One quick note here, I've been pinging through the cmd prompt my router 192.168.0.1, my internal ip, 192.168.0.101.. and I'm pinging google, 72.14.253.103.. when I disconnected, in the last hour, the pings all were responding except for the google ping.. which makes me believe that my ISP is crapping out on me.. does that sound agreeable?


----------



## johnwill (Sep 26, 2002)

Can you ping google by IP address when the name doesn't work?


----------



## Rich9995 (Mar 14, 2008)

I've been pinging it all afternoon.. when it goes down the dos prompt says 'retry timed out' about 10 seconds worth.. nothing works for that period of time. Then it recconects just fine.. it's been up for a few hours now.. it's only a matter of minutes though and it'll shut down again briefly.. what do you mean by 'when the name doesn't work?'


----------



## johnwill (Sep 26, 2002)

If you're already pinging using the IP address of 72.14.253.103, forget about the previous question. :smile:

I'd say that Charger is disconnecting for some reason.


----------



## CrankyYankee (Apr 6, 2008)

We were getting calls on google issues possibley from our DNS servers.
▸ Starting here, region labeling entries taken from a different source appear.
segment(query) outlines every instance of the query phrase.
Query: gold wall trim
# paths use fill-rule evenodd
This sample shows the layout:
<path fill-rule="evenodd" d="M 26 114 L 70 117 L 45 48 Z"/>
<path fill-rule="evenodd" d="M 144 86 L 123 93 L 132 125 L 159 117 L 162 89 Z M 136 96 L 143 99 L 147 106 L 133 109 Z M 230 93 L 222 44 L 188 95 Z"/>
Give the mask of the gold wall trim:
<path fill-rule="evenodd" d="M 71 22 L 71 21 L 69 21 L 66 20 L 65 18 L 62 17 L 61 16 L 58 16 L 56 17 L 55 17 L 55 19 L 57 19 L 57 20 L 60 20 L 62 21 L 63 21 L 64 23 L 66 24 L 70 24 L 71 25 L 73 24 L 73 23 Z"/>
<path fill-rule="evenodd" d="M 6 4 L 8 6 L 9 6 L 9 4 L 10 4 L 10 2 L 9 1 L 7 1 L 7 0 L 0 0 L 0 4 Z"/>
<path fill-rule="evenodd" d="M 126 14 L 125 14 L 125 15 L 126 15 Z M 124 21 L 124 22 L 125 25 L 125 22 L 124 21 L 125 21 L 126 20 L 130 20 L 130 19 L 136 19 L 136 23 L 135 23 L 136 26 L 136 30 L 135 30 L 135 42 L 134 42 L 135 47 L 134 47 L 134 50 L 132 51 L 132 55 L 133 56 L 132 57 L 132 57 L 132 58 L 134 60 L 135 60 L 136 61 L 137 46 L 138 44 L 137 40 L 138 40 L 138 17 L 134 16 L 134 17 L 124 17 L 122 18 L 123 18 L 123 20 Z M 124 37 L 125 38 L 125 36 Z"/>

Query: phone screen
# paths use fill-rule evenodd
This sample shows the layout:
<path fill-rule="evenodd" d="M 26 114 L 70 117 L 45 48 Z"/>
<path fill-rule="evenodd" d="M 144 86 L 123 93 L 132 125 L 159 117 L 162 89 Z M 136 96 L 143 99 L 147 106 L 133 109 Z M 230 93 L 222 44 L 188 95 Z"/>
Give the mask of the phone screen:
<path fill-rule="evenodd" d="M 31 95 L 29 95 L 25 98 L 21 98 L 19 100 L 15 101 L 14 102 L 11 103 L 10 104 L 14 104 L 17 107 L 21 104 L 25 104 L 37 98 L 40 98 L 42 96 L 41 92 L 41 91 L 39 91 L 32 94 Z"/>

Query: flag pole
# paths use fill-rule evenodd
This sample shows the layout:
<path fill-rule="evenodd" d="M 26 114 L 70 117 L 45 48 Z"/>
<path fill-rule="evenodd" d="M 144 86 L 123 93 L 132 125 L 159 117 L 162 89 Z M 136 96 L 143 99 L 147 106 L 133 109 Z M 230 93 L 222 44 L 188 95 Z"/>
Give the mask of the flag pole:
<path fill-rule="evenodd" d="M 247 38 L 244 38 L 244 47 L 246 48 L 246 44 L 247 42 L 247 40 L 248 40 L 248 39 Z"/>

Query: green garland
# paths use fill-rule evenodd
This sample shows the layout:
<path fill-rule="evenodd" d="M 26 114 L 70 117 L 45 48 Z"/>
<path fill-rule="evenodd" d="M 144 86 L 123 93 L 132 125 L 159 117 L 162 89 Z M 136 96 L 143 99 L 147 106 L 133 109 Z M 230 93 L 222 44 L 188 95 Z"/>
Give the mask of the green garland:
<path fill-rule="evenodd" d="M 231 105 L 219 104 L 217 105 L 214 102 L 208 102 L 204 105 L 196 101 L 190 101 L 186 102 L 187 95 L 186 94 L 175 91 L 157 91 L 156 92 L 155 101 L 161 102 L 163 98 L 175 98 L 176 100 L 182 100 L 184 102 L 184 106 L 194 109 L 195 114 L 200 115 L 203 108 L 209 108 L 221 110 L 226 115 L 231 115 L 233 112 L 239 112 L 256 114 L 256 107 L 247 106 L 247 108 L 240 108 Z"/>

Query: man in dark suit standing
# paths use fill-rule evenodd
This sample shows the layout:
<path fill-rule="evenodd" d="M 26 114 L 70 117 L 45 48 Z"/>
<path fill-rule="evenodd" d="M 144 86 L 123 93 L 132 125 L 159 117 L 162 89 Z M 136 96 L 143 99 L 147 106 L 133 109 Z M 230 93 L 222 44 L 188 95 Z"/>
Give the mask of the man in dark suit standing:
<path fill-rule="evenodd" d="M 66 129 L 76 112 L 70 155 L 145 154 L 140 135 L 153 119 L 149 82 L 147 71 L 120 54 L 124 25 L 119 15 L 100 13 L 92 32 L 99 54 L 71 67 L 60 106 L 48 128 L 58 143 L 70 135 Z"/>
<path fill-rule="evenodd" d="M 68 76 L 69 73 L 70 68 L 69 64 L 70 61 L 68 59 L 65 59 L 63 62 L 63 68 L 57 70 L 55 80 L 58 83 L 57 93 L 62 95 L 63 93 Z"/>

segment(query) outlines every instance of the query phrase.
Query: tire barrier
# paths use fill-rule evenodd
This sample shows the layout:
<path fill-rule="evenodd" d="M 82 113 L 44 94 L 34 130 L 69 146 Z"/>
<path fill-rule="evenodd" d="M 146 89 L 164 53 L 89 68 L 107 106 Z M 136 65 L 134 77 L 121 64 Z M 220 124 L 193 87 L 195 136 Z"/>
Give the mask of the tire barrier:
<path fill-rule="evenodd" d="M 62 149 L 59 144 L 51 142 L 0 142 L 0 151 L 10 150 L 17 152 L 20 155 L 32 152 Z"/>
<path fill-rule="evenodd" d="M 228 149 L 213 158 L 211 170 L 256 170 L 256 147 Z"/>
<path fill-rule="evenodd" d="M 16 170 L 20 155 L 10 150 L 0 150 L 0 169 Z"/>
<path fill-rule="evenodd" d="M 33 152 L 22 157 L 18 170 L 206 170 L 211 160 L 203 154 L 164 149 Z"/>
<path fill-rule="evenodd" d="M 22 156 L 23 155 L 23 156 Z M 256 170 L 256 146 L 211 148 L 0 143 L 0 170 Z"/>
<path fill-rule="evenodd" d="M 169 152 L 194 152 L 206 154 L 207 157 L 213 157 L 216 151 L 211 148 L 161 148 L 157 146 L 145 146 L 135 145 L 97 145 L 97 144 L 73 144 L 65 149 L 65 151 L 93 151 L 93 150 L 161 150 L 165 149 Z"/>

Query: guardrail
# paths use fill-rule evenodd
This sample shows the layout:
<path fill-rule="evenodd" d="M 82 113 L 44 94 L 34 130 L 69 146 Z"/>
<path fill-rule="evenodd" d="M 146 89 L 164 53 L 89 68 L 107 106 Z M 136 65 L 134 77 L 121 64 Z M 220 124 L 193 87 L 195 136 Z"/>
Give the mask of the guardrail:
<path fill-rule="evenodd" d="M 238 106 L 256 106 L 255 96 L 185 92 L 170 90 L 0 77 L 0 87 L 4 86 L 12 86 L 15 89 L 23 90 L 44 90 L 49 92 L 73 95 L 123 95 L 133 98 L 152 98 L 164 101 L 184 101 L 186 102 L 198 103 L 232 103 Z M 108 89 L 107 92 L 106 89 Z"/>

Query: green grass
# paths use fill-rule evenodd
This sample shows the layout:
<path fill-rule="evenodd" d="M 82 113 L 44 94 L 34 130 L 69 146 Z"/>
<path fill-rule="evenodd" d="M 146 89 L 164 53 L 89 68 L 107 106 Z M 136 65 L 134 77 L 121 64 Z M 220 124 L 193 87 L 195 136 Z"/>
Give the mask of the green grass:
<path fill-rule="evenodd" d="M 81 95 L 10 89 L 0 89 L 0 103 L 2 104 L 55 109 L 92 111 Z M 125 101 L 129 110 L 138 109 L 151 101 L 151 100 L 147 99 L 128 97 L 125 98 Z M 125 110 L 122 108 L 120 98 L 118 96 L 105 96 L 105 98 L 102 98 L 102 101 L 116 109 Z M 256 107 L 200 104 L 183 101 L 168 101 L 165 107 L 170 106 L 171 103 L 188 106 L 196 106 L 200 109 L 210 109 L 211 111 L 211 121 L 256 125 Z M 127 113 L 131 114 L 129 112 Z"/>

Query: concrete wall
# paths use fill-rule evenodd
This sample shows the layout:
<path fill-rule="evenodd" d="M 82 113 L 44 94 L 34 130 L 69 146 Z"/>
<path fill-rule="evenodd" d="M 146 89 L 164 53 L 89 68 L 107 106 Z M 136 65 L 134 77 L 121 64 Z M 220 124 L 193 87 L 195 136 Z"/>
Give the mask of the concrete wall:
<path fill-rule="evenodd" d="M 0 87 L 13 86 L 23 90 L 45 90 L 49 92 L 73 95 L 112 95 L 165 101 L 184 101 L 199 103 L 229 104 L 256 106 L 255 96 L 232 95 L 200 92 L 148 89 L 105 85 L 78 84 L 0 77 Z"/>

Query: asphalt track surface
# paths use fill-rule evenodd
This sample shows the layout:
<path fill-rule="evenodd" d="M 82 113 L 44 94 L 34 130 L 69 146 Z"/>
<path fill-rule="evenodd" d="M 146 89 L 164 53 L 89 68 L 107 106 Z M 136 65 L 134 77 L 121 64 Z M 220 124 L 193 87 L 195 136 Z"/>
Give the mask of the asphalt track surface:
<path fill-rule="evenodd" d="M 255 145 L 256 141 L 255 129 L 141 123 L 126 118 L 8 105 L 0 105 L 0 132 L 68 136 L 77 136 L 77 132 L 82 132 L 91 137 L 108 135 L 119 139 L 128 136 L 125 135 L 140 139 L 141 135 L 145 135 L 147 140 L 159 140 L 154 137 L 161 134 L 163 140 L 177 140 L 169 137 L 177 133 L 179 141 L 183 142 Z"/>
You can still get to google by IP address 64.233.167.104. This issue should be resolved by now. 

As far as timing out, have you tried to disable your router's firewall?


----------



## Rich9995 (Mar 14, 2008)

Yes, well I have identfied the problem as a bad router.. that D-Link DI-524.. i've had it for nearly 5 years and it finally crapped out on me with these hourly disconnects, I was sure I tried that, I guess not though. Anyway, thanks for the help here.


----------



## athala_425 (Dec 20, 2008)

I have experienced the same thing, I ran an accumulative trace route and found that during these disconnects every hop from my router to the end(world of warcraft) has timed out for 2-3traces(6-9seconds) and then comes back. I also have a lot of random time outs from the ATT lines and charter lines it goes through. I dont know if that helps any.


----------